At this my friend relented, and I quickly put together the Safety Valentine, with the poem and everything. Her roommates shot daggers at me when I picked her up, and in fact I had the sense they always hated me after that. (In fairness, they probably already hated me before that.) She liked the poem pretty well, I think, being a fellow English major.

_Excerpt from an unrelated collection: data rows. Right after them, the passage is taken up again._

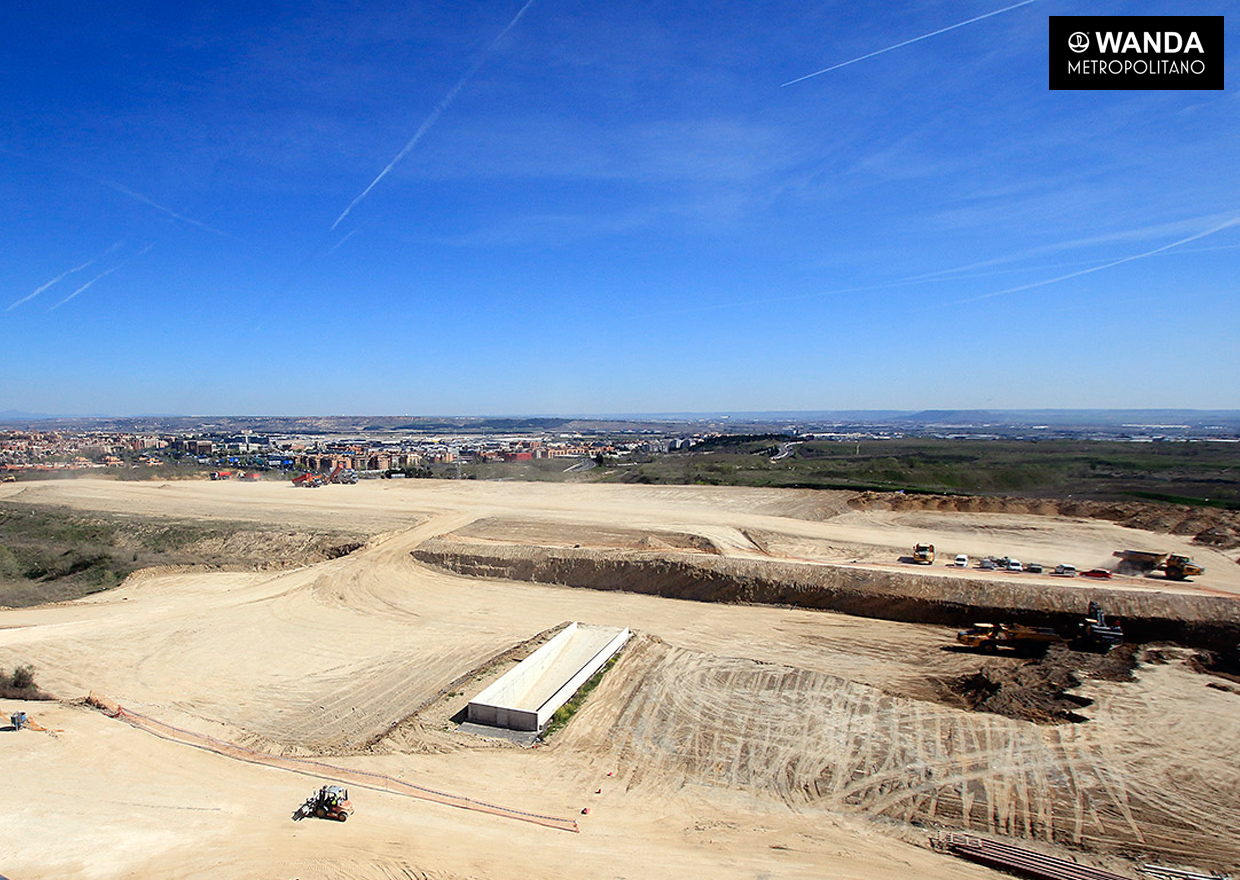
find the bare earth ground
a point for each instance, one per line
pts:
(728, 741)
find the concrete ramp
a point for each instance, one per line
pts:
(528, 694)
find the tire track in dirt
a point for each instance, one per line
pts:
(809, 738)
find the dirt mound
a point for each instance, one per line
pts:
(1208, 527)
(1193, 620)
(571, 534)
(1039, 689)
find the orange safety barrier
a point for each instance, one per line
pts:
(305, 766)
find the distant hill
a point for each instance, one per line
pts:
(17, 415)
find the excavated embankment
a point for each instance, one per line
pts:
(1192, 620)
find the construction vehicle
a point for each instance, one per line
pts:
(1095, 633)
(330, 802)
(1173, 565)
(1024, 640)
(342, 475)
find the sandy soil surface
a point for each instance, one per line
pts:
(728, 740)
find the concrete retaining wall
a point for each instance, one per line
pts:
(527, 695)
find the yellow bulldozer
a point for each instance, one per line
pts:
(1023, 640)
(1173, 565)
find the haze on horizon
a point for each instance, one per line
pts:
(547, 207)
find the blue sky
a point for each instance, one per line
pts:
(580, 207)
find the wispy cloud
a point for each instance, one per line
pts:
(41, 288)
(174, 215)
(907, 42)
(1111, 264)
(102, 274)
(444, 103)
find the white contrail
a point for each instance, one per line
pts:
(444, 103)
(1213, 229)
(907, 42)
(40, 289)
(351, 233)
(144, 200)
(103, 274)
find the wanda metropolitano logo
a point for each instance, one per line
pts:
(1136, 52)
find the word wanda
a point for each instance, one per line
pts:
(1155, 42)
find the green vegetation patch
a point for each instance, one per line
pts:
(1195, 474)
(566, 712)
(50, 554)
(20, 684)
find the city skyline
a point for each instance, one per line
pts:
(540, 207)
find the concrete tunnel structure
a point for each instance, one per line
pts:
(527, 695)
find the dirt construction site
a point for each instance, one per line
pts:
(791, 704)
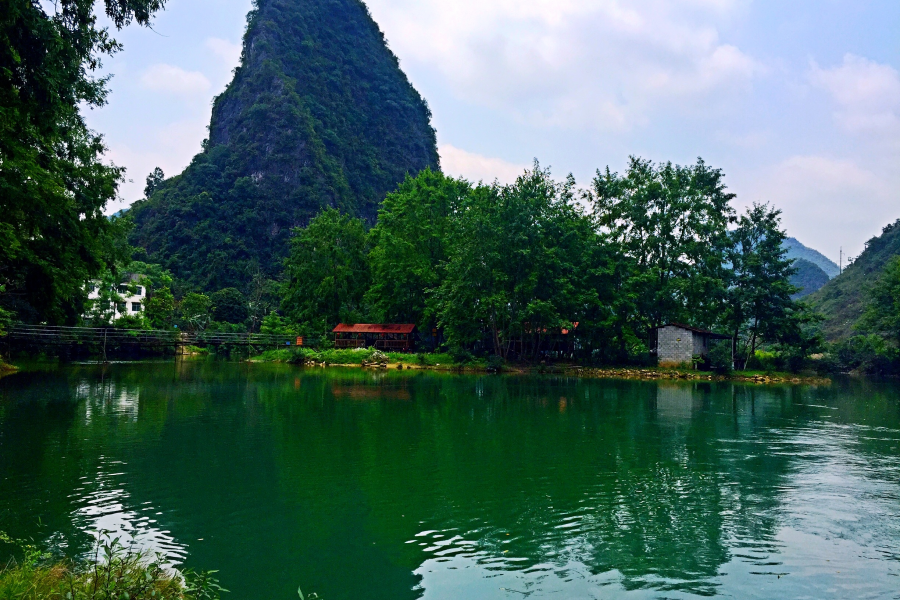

One final detail about this Valentine’s non-date: after a nice dinner at the Rockridge Café my friend randomly decided to go into the convenience store across the street and buy a lottery ticket. She had never done this before. To our amazement, she won! I don’t remember the amount—probably around $20—but every bit helps when you’re a starving student. Besides, it set me up for the perfect punch line to the tale: “Well, at least one of us got lucky that night!”
Line 12: give up my voice
This was also a revision from 1991. (I won’t even tell you the original line—that’s how bad it was.) This bit about giving up my voice may have been a reference (conscious or not) to something that had happened the previous fall. A girl I knew, for whom I really did have romantic intentions but who lived in Arizona, came to visit me. It ended up being a terrible visit, primarily because I was hit with this terrible virus just before she arrived, and completely lost my voice! That made things extremely awkward, to say the least. Looking back, the whole thing was probably doomed anyway. She was supposed to stay all week, through the Thanksgiving weekend, but by Tuesday we were pretty much done with each other. I decided, on a lark, to drive to Boulder for Thanksgiving, theorizing that if I did this, the girl would be gone from my apartment by the time I returned on Sunday night. In this I was not mistaken.